Red Hat OpenShift distributed tracing is made up of several components that work together to collect, store, and display tracing data.

  • Red Hat OpenShift distributed tracing platform - This component is based on the open source Jaeger project.

    • Client (Jaeger client, Tracer, Reporter, instrumented application, client libraries)- The distributed tracing platform clients are language-specific implementations of the OpenTracing API. They can be used to instrument applications for distributed tracing either manually or with a variety of existing open source frameworks, such as Camel (Fuse), Spring Boot (RHOAR), MicroProfile (RHOAR/Thorntail), Wildfly (EAP), and many more, that are already integrated with OpenTracing.

    • Agent (Jaeger agent, Server Queue, Processor Workers) - The distributed tracing platform agent is a network daemon that listens for spans sent over User Datagram Protocol (UDP), which it batches and sends to the Collector. The agent is meant to be placed on the same host as the instrumented application. This is typically accomplished by having a sidecar in container environments such as Kubernetes.
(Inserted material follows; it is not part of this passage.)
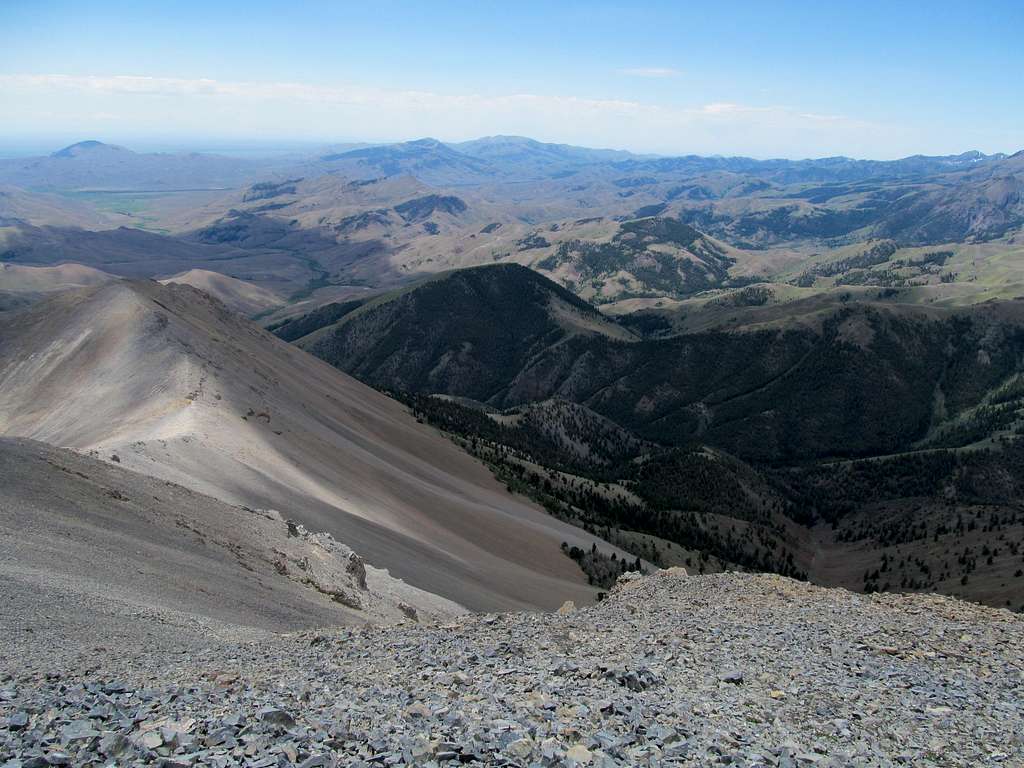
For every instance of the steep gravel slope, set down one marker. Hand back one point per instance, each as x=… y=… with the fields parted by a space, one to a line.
x=110 y=557
x=718 y=670
x=177 y=386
    • Jaeger Collector (Collector, Queue, Workers) - Similar to the Jaeger agent, the Jaeger Collector receives spans and places them in an internal queue for processing. This allows the Jaeger Collector to return immediately to the client/agent instead of waiting for the span to make its way to the storage.

    • Storage (Data Store) - Collectors require a persistent storage backend. Red Hat OpenShift distributed tracing platform has a pluggable mechanism for span storage. Note that for this release, the only supported storage is Elasticsearch.
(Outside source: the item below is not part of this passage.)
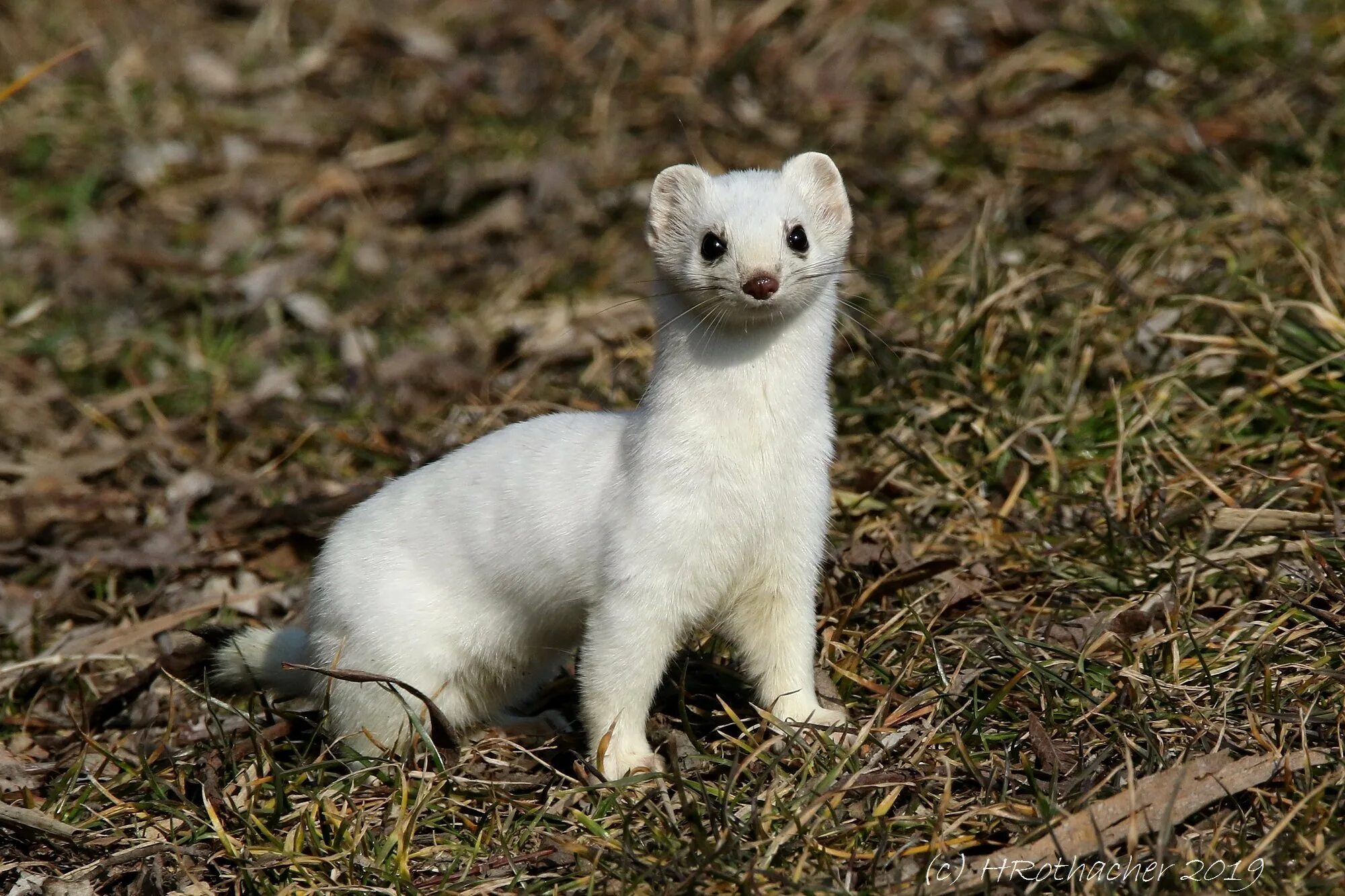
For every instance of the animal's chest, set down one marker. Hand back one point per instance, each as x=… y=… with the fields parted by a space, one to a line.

    • Query (Query Service) - Query is a service that retrieves traces from storage.

    • Ingester (Ingester Service) - Red Hat OpenShift distributed tracing can use Apache Kafka as a buffer between the Collector and the actual Elasticsearch backing storage. Ingester is a service that reads data from Kafka and writes to the Elasticsearch storage backend.

    • Jaeger Console – With the Red Hat OpenShift distributed tracing platform user interface, you can visualize your distributed tracing data. On the Search page, you can find traces and explore details of the spans that make up an individual trace.

  • Red Hat OpenShift distributed tracing data collection - This component is based on the open source OpenTelemetry project.

    • OpenTelemetry Collector - The OpenTelemetry Collector is a vendor-agnostic way to receive, process, and export telemetry data. The OpenTelemetry Collector supports open-source observability data formats, for example, Jaeger and Prometheus, sending to one or more open-source or commercial back-ends. The Collector is the default location instrumentation libraries export their telemetry data.

Red Hat OpenShift distributed tracing features

Red Hat OpenShift distributed tracing provides the following capabilities:

  • Integration with Kiali – When properly configured, you can view distributed tracing data from the Kiali console.

  • High scalability – The distributed tracing back end is designed to have no single points of failure and to scale with the business needs.

  • Distributed Context Propagation – Enables you to connect data from different components together to create a complete end-to-end trace.

  • Backwards compatibility with Zipkin – Red Hat OpenShift distributed tracing has APIs that enable it to be used as a drop-in replacement for Zipkin, but Red Hat is not supporting Zipkin compatibility in this release.